Fox Searchlight Pictures
Rating: R
Reason for the Rating: Violence/cruelty, some nudity and brief sexuality.
Plot Summary: At the height of slavery in America, a free black man is kidnapped from New York State and sold as a slave in Louisiana.
NerdFans Recommends: Some scenes in this film are difficult to watch. Parents will likely want to exercise caution before allowing children to see this movie … But this is a culturally relevant film worth seeing and discussing with teens.
Imagine waking one morning to find yourself shackled in a strange room.
Your last memories are of an entertaining evening with new friends, yet you have no memory of how you ended up in chains, in a bare room, where people are beating you. You are now a prisoner by law, and suddenly a slave.
This was the experience of Solomon Northup (Chiwetel Ejiofor), a free black man in the early 1840’s. Married with two children, Solomon is coerced into leaving his home in New York for Washington D.C to accept a short-term job offer. What he doesn’t know, is that the two men with whom he’s travelling are slave traders, sent to kidnap black men and women to sell into slavery.
12 Years A Slave is a disturbing and heart-wrenching story on several levels.

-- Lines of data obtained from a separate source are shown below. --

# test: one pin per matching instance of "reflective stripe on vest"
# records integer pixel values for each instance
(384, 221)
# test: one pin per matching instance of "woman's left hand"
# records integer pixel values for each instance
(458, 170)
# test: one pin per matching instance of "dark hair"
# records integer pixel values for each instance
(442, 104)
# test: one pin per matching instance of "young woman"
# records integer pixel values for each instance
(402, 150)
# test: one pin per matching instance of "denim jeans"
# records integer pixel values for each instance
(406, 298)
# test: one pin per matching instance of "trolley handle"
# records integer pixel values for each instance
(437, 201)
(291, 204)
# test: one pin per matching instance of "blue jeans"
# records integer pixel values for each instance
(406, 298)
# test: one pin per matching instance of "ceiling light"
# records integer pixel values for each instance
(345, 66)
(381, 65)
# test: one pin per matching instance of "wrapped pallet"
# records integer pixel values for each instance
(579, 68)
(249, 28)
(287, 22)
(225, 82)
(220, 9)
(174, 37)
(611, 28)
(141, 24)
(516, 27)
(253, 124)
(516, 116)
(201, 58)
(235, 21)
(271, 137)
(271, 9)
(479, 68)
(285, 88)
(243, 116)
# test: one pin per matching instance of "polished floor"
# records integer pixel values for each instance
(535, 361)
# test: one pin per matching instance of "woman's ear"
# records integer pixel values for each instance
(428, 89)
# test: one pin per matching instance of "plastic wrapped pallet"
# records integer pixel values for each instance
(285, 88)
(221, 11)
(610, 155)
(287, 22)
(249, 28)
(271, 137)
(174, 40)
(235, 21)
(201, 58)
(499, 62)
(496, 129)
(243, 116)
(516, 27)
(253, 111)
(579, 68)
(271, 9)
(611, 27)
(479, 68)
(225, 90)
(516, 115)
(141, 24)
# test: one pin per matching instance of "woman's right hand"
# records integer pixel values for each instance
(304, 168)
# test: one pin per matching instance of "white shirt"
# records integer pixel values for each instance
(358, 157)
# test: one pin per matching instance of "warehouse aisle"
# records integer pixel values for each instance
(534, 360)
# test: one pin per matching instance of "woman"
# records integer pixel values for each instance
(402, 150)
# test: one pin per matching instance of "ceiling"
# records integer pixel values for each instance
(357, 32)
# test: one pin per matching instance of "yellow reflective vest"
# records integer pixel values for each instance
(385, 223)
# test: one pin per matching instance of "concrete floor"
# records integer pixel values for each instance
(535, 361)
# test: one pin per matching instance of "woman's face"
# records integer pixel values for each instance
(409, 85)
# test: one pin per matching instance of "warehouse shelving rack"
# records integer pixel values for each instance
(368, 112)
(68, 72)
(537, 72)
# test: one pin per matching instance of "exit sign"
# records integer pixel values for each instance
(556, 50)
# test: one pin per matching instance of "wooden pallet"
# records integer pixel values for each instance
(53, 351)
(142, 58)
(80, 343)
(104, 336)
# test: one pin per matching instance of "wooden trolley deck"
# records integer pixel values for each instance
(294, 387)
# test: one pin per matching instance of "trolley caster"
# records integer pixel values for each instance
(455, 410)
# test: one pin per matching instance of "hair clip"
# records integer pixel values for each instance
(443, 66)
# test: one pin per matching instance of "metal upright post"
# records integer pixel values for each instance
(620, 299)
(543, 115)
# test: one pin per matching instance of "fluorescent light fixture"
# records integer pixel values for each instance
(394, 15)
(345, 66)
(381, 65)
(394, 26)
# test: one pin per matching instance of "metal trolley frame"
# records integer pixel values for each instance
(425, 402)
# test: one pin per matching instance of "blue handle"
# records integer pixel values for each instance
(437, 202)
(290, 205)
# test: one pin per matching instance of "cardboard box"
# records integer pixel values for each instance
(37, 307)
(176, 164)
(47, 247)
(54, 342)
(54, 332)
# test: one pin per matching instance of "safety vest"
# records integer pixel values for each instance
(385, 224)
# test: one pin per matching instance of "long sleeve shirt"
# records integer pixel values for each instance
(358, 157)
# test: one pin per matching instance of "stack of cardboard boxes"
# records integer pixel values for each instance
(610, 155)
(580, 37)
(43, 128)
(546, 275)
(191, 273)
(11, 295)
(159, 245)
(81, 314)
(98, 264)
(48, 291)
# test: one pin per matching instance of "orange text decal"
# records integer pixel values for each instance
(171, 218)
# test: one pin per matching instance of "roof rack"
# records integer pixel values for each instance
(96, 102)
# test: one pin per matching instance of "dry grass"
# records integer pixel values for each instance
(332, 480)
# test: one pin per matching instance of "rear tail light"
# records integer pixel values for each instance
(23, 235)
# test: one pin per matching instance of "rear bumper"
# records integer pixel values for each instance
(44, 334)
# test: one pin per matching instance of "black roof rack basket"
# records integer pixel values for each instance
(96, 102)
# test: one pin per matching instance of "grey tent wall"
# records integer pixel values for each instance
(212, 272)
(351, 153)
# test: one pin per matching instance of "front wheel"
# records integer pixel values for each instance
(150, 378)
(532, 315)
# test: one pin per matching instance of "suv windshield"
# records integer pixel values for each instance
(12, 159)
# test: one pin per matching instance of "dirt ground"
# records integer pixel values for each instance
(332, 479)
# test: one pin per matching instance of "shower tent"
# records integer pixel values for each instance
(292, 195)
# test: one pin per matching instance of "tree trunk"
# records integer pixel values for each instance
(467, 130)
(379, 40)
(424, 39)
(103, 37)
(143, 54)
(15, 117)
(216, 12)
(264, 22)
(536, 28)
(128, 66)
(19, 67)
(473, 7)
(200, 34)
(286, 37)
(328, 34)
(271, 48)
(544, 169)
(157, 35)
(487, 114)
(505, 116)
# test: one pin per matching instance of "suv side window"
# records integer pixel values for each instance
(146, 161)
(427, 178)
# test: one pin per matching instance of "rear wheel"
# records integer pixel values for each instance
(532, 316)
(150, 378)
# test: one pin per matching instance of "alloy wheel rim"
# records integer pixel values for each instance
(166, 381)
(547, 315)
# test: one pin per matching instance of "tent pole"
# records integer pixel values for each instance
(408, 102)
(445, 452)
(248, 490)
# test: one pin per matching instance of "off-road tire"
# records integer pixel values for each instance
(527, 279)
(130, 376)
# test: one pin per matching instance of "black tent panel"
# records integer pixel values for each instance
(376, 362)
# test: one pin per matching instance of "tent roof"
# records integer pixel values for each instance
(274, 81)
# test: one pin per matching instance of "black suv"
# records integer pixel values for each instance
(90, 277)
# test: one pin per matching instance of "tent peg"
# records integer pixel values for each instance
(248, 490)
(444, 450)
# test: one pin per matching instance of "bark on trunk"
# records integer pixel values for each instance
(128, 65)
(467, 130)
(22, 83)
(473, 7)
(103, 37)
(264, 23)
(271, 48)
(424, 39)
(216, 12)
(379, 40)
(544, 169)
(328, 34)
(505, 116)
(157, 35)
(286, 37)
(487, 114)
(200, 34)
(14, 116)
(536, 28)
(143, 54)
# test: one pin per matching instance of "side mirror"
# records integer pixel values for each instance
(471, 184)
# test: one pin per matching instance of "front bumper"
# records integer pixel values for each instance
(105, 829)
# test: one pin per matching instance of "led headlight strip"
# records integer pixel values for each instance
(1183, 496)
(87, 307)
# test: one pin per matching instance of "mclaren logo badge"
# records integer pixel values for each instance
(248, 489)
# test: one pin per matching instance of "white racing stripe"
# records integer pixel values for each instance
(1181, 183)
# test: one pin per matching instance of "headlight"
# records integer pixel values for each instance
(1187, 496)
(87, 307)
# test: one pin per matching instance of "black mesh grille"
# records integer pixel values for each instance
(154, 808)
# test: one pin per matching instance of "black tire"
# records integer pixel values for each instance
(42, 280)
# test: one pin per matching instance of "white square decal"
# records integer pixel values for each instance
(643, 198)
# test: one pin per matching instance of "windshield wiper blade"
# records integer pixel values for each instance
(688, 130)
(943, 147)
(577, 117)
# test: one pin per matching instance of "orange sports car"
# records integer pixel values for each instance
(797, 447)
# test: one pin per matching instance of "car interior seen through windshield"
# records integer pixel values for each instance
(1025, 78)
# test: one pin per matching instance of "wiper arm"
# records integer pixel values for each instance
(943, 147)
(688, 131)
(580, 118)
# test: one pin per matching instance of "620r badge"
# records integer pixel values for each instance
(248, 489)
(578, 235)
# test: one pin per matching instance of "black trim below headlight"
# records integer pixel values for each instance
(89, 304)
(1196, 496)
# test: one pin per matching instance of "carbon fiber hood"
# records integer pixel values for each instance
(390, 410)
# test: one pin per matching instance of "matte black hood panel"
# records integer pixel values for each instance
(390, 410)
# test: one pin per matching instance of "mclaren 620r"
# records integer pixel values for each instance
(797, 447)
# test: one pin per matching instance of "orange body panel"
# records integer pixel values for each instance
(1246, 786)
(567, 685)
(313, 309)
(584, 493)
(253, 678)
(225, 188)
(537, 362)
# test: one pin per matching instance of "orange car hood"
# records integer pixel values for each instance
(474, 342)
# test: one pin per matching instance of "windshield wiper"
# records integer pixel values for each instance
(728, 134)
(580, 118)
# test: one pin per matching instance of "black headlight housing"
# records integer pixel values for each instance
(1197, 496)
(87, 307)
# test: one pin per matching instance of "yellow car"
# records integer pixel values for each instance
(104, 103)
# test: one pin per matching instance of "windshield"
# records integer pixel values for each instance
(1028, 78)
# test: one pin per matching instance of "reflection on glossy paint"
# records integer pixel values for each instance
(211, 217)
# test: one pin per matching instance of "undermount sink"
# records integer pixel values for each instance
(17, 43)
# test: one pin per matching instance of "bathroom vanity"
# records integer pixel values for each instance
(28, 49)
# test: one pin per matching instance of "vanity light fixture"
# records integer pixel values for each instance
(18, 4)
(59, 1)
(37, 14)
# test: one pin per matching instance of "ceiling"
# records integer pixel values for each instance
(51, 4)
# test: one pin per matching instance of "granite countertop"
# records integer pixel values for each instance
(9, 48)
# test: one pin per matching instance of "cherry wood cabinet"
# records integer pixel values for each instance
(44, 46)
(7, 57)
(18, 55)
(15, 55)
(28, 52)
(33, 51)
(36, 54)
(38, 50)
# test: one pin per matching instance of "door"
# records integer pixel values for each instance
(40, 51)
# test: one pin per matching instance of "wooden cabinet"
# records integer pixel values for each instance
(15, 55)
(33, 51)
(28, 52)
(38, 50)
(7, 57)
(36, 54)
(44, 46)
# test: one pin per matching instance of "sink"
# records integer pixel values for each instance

As humans we are angered by the injustice and harm inflicted on others, and as parents our hearts are unraveled for the families who endured being torn from each other with no sympathy from their captors. While the film focuses on Solomon, it also tells the story of other slaves he meets along the way: Eliza (Adepero Oduye), a mother who is sold without her children, and Patsy (Lupita Nyong’o), a slave girl who is so abused by her master and mistress that she wants to die. The characters are as deep as the ocean, and you’d have to have a heart of stone not to feel the pain resonating from them.
Solomon is an amazing character and Chiwetel Ejiofor brings him to life with seeming effortlessness. While he’s forced to give up his legal name and assume the name “Pratt,” Solomon doesn’t forget who he is. He is determined to not simply survive, but to also live. He tries to maintain his dignity among the masters who want to own him, and finds himself being punished for it. So when he, by the grace of God, meets Bass (Brad Pitt), a Canadian abolitionist, Solomon risks his life by asking for help. And after 12 long years he is reunited with his family.
Director Steve McQueen in no way glosses over the horrific experiences of slaves,
While 12 Years A Slave has a happy ending, it’s terribly difficult to watch. McQueen shows graphic whippings, beatings, hangings, and other horrendous and humiliating doings. This story of slavery is really no different from others we’ve seen, and why should it be?
The names and faces of the “overseers” or “masters” here are different, but their characters are the same. Cruel. Full of hatred. Willing to use slaves for their own personal gain and gratification, but unable to see them as humans. It’s a fact of history that slaves were generally abused and misused by those in authority over them. As one overseer admits, when all you do is flog and misuse others, you can’t escape the guilt. So you either give into it, or find a way to medicate it. Regardless of the time period, the effects of sin never change.
I found it interesting to watch this movie just after Super Bowl weekend.
Interesting, because that was a weekend chosen to illuminate the issue of sex trafficking. While it’s easy to watch a movie like 12 Years A Slave and compartmentalize this issue as something that happened in our country’s history, the fact remains that it is still occurring. It simply looks different than it did 150 years ago.
As you can imagine, 12 Years a Slave is not a movie for children. While the topic is relevant for today, as well as a good history lesson, parents need to be aware that the movie contains scenes that are difficult to watch, and are graphic in nature. There’s a good reason this movie has been nominated for nine Oscars and won the Golden Globe for Best Drama. It’s a movie who’s story will grip you and its characters will move you. It’s a movie worth your time.
Let’s Talk About It
Use these questions to spark discussion among family members who are interested in this movie:
• Many slave owners and overseers were keeping slaves based on what they believed or had been taught from society. What is something you believe in based on social values?
• While talking with Edwin Epps, Bass says, “Laws change. Social systems crumble. Universal truths are constant. It is a fact, it is a plain fact that what is true and right is true and right for all.” How does this argument point to God?
• Understanding someone else’s pain is difficult to do, as made plain by Mistress Ford’s comment to Eliza, “Something to eat and some rest; your children will soon enough be forgotten.” When has someone spoken meaningful words of comfort to you during a difficult time?